Cosa dire dell’articolo del Corriere sull’esperimento dei Radiohead ? Posso solo dire che sembra scritto dall’ufficio PR di una casa discografica per mettere nella luce più negativa possibile l’esperimento di distribuzione gratuita con donazioni volontarie.

I fatti: il nuovo album dei Radiohead, In Rainbows, liberamente scaricabile in formato MP3, lasciando libero chi scaricava di effettuare una donazione tra 0 e 100 $ (o £ o €); esce uno studio di comScore che dice che “solo” il 40% di chi ha scaricato l’album ha effettuato una donazione; l’articolo del corriere definisce l’esperimento “un fallimento… un duro colpo”.
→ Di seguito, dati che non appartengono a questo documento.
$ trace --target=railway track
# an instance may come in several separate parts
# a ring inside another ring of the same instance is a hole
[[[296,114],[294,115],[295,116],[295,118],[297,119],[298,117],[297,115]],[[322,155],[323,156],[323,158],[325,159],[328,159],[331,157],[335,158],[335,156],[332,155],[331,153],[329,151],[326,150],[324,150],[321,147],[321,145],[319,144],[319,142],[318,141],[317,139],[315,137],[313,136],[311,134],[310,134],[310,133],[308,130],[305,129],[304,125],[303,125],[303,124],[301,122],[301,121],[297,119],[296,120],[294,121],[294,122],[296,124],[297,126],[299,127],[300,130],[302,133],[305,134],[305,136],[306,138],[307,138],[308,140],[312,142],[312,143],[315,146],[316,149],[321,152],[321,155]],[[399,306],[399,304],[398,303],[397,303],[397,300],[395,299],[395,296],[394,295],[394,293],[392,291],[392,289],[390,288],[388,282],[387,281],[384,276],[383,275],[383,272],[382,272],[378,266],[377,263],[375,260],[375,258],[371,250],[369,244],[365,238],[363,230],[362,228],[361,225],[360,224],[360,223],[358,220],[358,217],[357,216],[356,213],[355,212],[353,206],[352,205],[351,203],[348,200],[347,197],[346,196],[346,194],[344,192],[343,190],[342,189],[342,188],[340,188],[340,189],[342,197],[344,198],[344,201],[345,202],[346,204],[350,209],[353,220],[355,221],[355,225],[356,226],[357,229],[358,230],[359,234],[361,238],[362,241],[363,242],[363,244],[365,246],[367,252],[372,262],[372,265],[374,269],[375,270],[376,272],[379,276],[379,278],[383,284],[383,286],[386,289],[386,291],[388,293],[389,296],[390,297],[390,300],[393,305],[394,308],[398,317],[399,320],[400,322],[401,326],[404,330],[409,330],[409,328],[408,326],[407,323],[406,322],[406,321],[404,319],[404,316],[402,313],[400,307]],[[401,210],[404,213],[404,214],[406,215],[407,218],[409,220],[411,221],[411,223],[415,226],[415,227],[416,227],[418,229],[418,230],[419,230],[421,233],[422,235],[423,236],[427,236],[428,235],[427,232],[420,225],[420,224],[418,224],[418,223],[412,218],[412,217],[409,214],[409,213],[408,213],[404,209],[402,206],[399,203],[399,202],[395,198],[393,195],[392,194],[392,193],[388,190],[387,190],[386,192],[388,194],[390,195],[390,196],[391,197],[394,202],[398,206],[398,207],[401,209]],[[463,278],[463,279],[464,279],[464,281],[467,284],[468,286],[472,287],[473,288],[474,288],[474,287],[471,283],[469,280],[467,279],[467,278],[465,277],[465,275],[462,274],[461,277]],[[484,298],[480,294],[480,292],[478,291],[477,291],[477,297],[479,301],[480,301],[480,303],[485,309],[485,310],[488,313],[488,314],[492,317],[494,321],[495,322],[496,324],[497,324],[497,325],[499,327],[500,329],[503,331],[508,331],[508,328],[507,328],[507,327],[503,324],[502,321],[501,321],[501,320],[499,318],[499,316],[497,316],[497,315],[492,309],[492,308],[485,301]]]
Fallimento ? Maddeche ?!? Il 40% delle persone ha pagato una media di 6$ per qualcosa che era disponibile gratuitamente. Nono conosco il rapporto tra copie pirata e copie vendute di un nuovo che ci si può aspettare per una band tipo i Radiohead, ma mi stupirei se fosse molto più favorevole di 60:40… Senza contare che, nel caso del CD, i retailer e la casa discografica si sarebbero trattenuti una rispettabile fetta del prezzo di copertina.

Quindi: meglio il 100% dei 6 dollari ricavati tramite le donazioni o, che so, il 10% dei 12 dollari ricavati tramite le vendite dei CD ?

Penso che i Radiohead, e molti altri come loro, abbiano ora qualche dato in più per dare la loro risposta.

PS: anche Stefano Quintarelli ha molto da dire riguardo all’articolo del Corriere.

Un pensiero su “Missing the point on Radiohead

  1. “meglio il 100% dei 6 dollari ricavati tramite le donazioni o, che so, il 10% dei 12 dollari ricavati tramite le vendite dei CD ?” sicuramente meglio il 100% dei 6 dollari ( se la matematica non è ancora un opinione).